L'article L. 342 prévoit également que les arrêtés préfectoraux doivent
être motivés et énoncer avec précision les circonstances qui ont rendu
l'hospitalisation nécessaire.

      La Commission considère en conséquence que l'internement d'une
personne en vertu de l'article L. 342 du code de la santé publique répond
à l'exigence de légalité ci-dessus exposée.

      Il échet à présent d'envisager si l'internement du premier requérant
est régulier et respecte les "voies légales", au sens de l'article 5
par. 1 (art. 5-1). A cet égard, la Commission relève que les deux ordres
de juridiction ont eu à se prononcer sur la régularité de l'internement,
au sens de cette disposition. Le juge judiciaire, compétent pour en
examiner le bien-fondé, a estimé, au vu du rapport d'expertise
psychiatrique et des résultats de l'enquête sociale, que l'internement
se justifiait, en raison de la pathologie du premier requérant.
L'expertise concluait en effet qu'il présentait objectivement tous les
traits d'une personnalité pathologique paranoïaque et qu'il existait un
risque "hétéro-agressif".

      Pour sa part le Conseil d'Etat, saisi d'un recours portant sur la
régularité formelle de l'arrêté du 13 juin 1991, sur le fondement duquel
le premier requérant est détenu, l'a rejeté au motif que cet acte était
conforme aux prescriptions de l'article L. 342 du code de la santé
publique.

      Rappelant qu'il appartient au premier chef aux autorités internes
d'apprécier les preuves produites devant elles, la Commission ne voit pas
de raisons de remettre en cause leur appréciation sur la régularité de
l'internement. Elle ne trouve pas davantage dans le dossier d'indice
pouvant laisser croire que l'internement du premier requérant aurait
poursuivi un but illicite (cf. arrêt Winterwerp précité, p. 19, par. 42).

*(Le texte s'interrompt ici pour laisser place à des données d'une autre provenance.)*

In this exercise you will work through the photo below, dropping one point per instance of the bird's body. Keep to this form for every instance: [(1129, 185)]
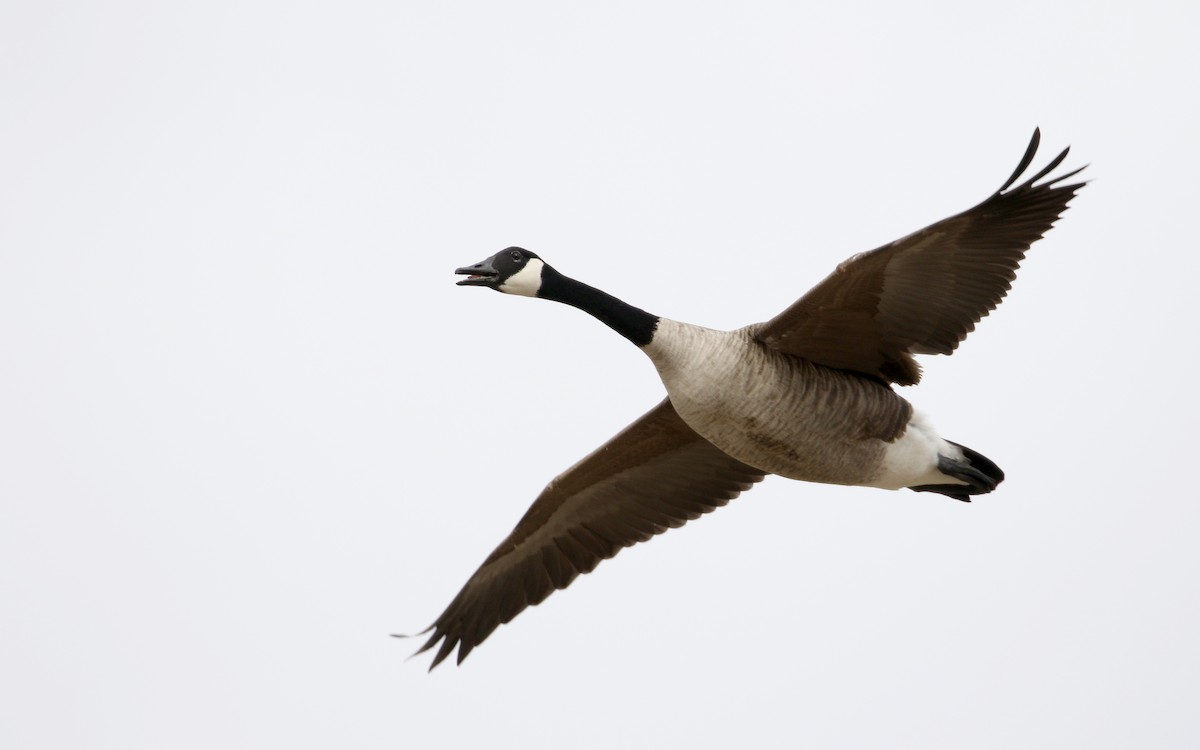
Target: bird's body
[(807, 395), (780, 413)]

      Il s'ensuit que cette partie de la requête est manifestement mal
fondée au sens de l'article 27 par. 2 (art. 27-2) de la Convention.

3.    Le premier requérant se plaint de n'avoir pas eu notification et
information des décisions ordonnant ou maintenant son internement,
contrairement à l'article 5 par. 2 (art. 5-2) de la Convention, qui est
ainsi rédigé :

      "Toute personne arrêtée doit être informée, dans le plus court
      délai et dans une langue qu'elle comprend, des raisons de son
      arrestation et de toute accusation portée contre elle."

      Le Gouvernement reconnaît que ni la décision d'admission en
placement volontaire du 21 avril 1989, ni les arrêtés de placement et
maintien en hospitalisation d'office n'ont été notifiés au premier
requérant (l'arrêté du 13 juin 1991 ayant toutefois été notifié à la
seconde requérante). Il expose toutefois que cette absence de
notification a pour effet, en droit français, de les rendre inopposables
à l'intéressé et de laisser ouvert le délai de recours.

      Le Gouvernement souligne qu'en l'espèce le premier requérant a pu
saisir tant le procureur de la République que le tribunal administratif
et qu'il n'allègue pas ne pas avoir été informé de sa situation juridique
par l'administration du centre hospitalier.

      Le premier requérant se plaint de l'absence de notification de la
décision d'admission en placement volontaire du 21 avril 1989 et des
arrêtés préfectoraux des 13 juin 1991 (ordonnant son hospitalisation
d'office) et 12 juillet 1991 (décidant son maintien en internement). S'il
a eu connaissance à la fin du mois de juillet, par la seconde requérante,
de l'arrêté de maintien du 12 juillet 1991, qu'il a pu attaquer dès le
2 août suivant, il n'a eu connaissance de l'arrêté du 13 juin 1991, qu'au
début de l'année 1992 et n'a pu introduire un recours contre cet acte
devant le juge administratif que le 17 février 1992.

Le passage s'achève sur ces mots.